Da caposaldo a colabrodo: il rilancio della difesa viola (che cambia volto)

La battaglia persa con la Lazio obbligherà Pioli, contro il Sassuolo, alla rivoluzione difensiva di primavera assolutamente obbligata

di Redazione VN

Sulle pagine di Stadio si parla della difesa della Fiorentina (portieri compresi), passata dall’essere l’arma segreta dei viola a colabrodo contro la Lazio. Il trio Milenkovic-Pezzella-Vitor Hugo ha faticato più del solito. Probabilmente dai giorni del terribile lutto hanno scavato dentro una stanchezza fisica e psicologica che ora inizia a dare dolore. Prima della partita contro la Lazio, la Fiorentina aveva subito nelle ultime 8 partite appena 2 gol (contro Atalanta e Torino). Ancora oggi – dopo i quattro gol subiti dalla Lazio – con 37 reti incassate in 33 gare la difesa viola è la settima meno perforata del campionato in compagnia di quella del Milan che ha subito lo stesso numero di gol.

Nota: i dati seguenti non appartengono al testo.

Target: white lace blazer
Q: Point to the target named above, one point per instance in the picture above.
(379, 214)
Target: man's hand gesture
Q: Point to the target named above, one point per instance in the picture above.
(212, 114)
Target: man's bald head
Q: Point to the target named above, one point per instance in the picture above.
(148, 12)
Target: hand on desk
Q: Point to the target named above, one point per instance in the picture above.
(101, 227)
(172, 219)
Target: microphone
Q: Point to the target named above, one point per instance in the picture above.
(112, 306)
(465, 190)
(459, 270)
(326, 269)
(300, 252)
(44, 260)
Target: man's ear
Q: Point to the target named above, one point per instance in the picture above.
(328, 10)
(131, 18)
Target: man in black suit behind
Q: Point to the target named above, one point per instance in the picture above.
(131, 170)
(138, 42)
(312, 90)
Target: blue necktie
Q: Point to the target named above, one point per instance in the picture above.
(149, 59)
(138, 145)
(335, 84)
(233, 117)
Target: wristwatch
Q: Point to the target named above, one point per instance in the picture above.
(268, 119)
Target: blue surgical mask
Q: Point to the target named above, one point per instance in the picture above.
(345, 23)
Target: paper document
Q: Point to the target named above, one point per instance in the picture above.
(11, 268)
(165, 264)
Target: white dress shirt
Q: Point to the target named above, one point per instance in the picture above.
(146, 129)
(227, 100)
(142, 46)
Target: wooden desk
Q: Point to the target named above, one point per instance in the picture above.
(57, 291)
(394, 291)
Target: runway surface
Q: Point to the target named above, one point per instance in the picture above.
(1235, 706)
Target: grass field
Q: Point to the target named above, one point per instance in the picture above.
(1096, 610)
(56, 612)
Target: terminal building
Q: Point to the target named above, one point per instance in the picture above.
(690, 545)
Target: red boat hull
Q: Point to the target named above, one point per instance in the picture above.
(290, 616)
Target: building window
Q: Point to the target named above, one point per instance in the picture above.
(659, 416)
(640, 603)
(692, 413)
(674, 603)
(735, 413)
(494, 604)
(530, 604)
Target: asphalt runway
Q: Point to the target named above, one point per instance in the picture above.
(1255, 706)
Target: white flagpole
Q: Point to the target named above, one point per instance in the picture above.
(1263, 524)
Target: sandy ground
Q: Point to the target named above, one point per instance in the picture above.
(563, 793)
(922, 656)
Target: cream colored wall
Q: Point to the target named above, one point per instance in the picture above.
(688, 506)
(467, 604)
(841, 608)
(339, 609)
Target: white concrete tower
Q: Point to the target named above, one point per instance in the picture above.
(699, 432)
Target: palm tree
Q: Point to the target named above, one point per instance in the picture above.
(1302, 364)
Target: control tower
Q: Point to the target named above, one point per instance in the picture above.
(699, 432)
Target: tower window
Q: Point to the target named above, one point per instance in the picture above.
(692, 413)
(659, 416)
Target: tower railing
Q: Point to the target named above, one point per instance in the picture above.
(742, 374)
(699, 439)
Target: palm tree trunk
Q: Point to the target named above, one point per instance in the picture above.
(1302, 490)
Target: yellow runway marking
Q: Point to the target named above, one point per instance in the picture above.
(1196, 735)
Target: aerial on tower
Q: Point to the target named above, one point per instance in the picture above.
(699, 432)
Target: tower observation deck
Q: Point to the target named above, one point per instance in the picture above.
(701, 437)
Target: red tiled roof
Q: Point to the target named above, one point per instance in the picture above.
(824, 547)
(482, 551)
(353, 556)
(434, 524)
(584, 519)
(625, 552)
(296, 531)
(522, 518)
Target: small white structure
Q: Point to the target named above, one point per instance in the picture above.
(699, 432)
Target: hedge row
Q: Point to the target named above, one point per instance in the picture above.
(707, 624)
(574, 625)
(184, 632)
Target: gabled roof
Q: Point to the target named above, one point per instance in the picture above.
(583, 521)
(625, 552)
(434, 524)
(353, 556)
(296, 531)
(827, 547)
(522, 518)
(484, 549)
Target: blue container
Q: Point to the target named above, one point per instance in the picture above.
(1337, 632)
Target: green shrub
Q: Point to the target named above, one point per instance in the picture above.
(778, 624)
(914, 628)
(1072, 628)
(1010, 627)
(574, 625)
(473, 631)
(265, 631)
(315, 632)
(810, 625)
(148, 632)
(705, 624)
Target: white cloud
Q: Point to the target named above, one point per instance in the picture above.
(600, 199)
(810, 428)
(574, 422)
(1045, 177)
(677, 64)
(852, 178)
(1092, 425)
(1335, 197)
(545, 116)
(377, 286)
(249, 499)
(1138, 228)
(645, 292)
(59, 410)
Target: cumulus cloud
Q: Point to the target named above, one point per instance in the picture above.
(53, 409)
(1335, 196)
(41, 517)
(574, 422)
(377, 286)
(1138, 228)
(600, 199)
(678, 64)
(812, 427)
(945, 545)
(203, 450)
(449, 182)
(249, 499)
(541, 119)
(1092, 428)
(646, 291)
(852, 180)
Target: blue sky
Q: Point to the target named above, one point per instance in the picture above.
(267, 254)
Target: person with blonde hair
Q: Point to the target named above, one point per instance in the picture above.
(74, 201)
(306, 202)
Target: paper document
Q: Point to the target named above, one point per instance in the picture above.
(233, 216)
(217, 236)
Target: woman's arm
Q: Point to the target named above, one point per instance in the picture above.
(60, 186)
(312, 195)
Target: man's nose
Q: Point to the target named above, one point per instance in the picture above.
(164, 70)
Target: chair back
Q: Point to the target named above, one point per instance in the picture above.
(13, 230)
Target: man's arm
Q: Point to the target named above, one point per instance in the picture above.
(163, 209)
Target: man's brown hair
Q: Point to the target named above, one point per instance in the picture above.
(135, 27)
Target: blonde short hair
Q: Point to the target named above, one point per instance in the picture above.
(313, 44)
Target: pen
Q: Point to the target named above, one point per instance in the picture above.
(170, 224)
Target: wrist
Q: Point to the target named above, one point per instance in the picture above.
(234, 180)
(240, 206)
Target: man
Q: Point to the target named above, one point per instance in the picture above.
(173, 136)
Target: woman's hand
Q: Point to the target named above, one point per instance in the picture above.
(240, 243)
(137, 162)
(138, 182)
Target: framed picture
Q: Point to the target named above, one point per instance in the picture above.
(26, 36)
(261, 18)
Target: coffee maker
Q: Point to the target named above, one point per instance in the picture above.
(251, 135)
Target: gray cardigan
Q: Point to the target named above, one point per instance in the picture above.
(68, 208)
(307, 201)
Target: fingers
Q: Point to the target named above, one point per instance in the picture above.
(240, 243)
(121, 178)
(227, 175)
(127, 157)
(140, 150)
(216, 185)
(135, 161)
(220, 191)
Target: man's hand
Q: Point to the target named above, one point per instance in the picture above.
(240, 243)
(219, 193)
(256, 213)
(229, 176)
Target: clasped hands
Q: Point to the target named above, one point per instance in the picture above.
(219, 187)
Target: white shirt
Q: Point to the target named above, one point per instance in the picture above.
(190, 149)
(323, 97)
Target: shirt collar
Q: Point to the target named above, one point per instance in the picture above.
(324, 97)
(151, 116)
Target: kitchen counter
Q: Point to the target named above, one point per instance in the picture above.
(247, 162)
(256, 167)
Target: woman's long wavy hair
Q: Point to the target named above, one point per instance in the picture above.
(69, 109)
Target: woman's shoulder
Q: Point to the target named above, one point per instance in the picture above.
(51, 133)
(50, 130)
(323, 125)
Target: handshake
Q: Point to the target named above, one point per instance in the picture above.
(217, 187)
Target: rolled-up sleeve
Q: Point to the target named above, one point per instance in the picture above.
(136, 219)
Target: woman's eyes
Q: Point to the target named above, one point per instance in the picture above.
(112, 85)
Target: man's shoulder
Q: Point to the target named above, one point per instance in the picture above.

Davanti ci sono Juve (19), Inter (22), Napoli (23), Roma (27), Genoa (33), Atalanta (34). Ma la battaglia persa con la Lazio obbligherà Pioli, contro il Sassuolo, alla rivoluzione difensiva di primavera assolutamente obbligata. Saranno squalificati infatti Sportiello e Pezzella. Dragowski dovrà giocare con addosso il peso del poker subito. Obbligatori in campo anche Milenkovic e Hugo, entrambi stanchi. Possibile l’innesto del giovane Hristov, arrivato in estate e rimasto a mettere minuti nelle gambe e a fare esperienza con la Primavera di Bigica. E’ probabile la necessità di giocare con la difesa a quattro quindi con la conferma di Biraghi e del neo-papà Laurini.